February 03, 2022

Ways to Build Culture Throughout an Organization

Dana Bernardino

All In
1Huddle Podcast Episode #74

On this Bring It In podcast episode, 1Huddle’s CEO and Founder Sam Caucci sat down with Chester Elton and Adrian Gostick, co-founders of The Culture Works, as well as authors of New York Times Bestsellers, All In: How the Best Managers Create a Culture of Belief and Drive Big Results, Anxiety at Work, Leading With Gratitude: Eight Leadership Practices for Extraordinary Business Results, and Anxiety at Work: 8 Strategies to Help Teams Build Resilience, Handle Uncertainty, and Get Stuff Done.

On this episode of Bring It In season three, Chester and Adrian sat down with Sam and discussed the Big E’s to look for in your employees, the impact of middle managers, building culture, and the perception of remote work.


Audio available on Apple Podcasts, Spotify, and Google Podcasts. 

TOP 5 HIGHLIGHTS

Below are some of the insights Elton and Gostick shared during our chat, edited for length and clarity. You can find more Bring It In podcast episodes here.

  • “The way a leader acts gives everyone permission to act the same way.”
  • “If I don’t trust my manager, there’s very little chance I’m going to feel aligned to this culture.” 
  • “Transparency is coupled immediately with communication.”
  • “You get the best results when the top buys in.”
  • “Leaders to be more genuine and engaged.”

FULL TRANSCRIPTION

Sam: Adrian, maybe it’d be good to start, start with you out of the gate. Maybe give a little background on how you got to writing and talking about things like employee engagement and culture. 
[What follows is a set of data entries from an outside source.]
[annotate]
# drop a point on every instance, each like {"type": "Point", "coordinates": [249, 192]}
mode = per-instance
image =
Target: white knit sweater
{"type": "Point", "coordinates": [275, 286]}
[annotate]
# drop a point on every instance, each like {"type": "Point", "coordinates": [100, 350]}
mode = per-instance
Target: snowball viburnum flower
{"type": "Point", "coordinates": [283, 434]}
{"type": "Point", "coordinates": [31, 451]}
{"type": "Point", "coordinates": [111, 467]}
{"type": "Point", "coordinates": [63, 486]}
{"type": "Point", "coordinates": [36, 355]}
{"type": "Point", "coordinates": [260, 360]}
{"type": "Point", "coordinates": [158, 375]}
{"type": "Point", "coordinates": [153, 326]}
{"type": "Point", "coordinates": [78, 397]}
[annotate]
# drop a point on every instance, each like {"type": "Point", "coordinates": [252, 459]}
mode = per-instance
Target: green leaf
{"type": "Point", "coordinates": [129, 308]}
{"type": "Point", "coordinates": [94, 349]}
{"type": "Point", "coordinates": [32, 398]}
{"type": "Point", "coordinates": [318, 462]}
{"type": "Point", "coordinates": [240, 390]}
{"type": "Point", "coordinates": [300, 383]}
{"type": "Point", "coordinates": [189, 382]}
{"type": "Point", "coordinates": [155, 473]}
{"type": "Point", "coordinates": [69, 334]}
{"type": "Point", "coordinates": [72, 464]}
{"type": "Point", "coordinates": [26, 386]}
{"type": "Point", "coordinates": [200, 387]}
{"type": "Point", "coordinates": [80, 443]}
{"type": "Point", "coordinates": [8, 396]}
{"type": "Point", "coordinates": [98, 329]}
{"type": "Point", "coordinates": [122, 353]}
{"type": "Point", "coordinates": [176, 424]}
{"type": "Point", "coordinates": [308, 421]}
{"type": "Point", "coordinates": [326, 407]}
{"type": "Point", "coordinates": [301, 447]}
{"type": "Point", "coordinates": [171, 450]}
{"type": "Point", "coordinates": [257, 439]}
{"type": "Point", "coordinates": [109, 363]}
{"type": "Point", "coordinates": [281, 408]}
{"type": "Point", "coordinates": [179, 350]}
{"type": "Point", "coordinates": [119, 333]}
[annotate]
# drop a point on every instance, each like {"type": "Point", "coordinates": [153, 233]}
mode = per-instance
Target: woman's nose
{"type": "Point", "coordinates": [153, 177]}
Adrian: Yeah, we began this about 20 years ago, Sam, with our first book and the idea was around employee recognition. We were working with a lot of companies, helping build employee recognition programs. Our work then started to evolve because leaders would tell us, ‘it’s one thing to thank employees, but if the culture’s not right then nothing’s right.’ We wrote a book called All In about corporate culture and it really has expanded our work to really think about, as you talk about, positive cultures. We went into teamwork and we came back to this idea of gratitude and a book we wrote last year called Leading With Gratitude.

Most recently, we’re really excited about a book we’re putting out actually on May 4th. It’s called Anxiety at Work. And this is how you build a positive culture, where you have a lot of resilience in your people. 

Chester: Yeah, I would just add to that, Peter Drucker said a hundred years ago that it seems like culture eats strategy for breakfast and, it was true then, and it’s true now. So really all our work is under that culture umbrella. How do you engage, enable and energize your people? And of course, that led us to write more about leaders. leaders set the tone, the way a leader acts gives everyone permission to act the same way. 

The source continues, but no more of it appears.